Back in March 2020, when people were dismissing Covid-19 as being like the flu, launching a wartime-style propaganda drive, with the collusion of the media was the right thing to do. But now that 46 million people have had one vaccination and 36 million have had two (in England & Wales) it’s time to change the approach. Over half of young people aged 18-24 have had one vaccination now. The majority of people hospitalised with Covid-19 are young or unvaccinated. Young people aged 18-24 are 35 times less likely to die from it than someone aged 50-64. A friend who works as a hospital doctor reports that most people arriving with Covid leave within 2-3 days. So when, as last night, the 10pm news on Sky reported that hospitalisations were going up, you need to notice that they chose not to qualify what that meant. The number of people on ventilators looking at death’s door are, thankfully, much reduced.

But it’s still the case that we all need everybody who can to get vaccinated.

Cabinet Office Data Hospitalisations to 21 June 2021
Cabinet Office Data Hospitalisations to 21 June 2021
Cabinet Office Data covid deaths to 23 June 2021
Cabinet Office Data: covid deaths to 23 June 2021

Grab a Jab in Tower Hamlets

In his latest update (15th July), Dr Somen Banerjee Director of Public Health for Tower Hamlets said: “Cases of Covid-19 continue to rise in Tower Hamlets and elsewhere across London. Last week, our rate was 263 per 100,000 and this week it is 336 per 100,000 – an increase of 28 per cent. The highest number of cases we are seeing is in young adults. Cases in people aged 60 or over continue to be much lower than younger age groups.  While admissions to hospital due to Covid-19 remain low, they are rising.

“Since last week 6,000 more residents have had their first vaccination and 5,000 more have had their second dose. In total 190,000 people in Tower Hamlets have now had at least their first dose and 97,000 are fully vaccinated with two doses. This means two thirds of Tower Hamlets have had at least one dose of the vaccination which is excellent. However, there are still more people we need to vaccinate.”

As best I can establish there were 16 deaths from Covid-19 in Tower Hamlets last week.

Toynbee Hall is open this week for walk-in Pfizer vaccinations:

Wednesday 21 July – 3pm to 9pm
Thursday 22 July – 3pm to 9pm
Friday 23 July – 3pm to 9pm
Saturday 24 July – 11am to 5pm
Sunday 25 July – 11am to 5pm

Address: Toynbee Hall, 28 Commercial Street, London E1 6LS.

Anyone eligible can just turn up; a booking is not needed. If you do not have ID, don’t worry. No questions will be asked. If you’re coming for your second jab, please make sure it is at least 8 weeks since your first Pfizer jab.

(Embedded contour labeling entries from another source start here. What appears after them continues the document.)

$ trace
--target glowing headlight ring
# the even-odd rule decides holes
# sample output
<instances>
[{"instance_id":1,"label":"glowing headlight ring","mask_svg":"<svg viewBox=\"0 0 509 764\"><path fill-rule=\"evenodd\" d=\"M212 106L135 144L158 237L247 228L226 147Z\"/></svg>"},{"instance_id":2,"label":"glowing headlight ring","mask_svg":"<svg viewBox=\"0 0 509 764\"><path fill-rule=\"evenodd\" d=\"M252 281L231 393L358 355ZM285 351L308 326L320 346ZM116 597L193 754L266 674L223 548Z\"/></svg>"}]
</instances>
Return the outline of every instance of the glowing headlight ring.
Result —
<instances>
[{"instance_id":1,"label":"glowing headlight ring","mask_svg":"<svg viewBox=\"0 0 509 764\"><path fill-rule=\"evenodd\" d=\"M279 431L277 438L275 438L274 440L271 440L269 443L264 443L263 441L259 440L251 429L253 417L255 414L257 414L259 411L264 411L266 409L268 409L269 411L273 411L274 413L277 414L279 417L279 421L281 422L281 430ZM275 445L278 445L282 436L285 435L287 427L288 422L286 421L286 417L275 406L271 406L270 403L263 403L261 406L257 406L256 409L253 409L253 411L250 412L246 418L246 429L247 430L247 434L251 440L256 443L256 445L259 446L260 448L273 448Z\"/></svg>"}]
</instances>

Alternatively you can book your vaccination in advance in Tower Hamlets with a range of different centres available.


A State of Fear by Laura Dodsworth, subtitled How the UK government weaponised fear during the Covid-19 pandemic was published in May. I ordered a copy immediately.

A State of Fear - book by Laura Dodsworth
A State of Fear – book by Laura Dodsworth

The book is about the use of fear as a political management tool. Now that the coronavirus pandemic has been tamed the Whitehall apparatchiks don’t want to let go of their new powers over the rest of us. As Lord Sumption says, it is a major challenge to democracy.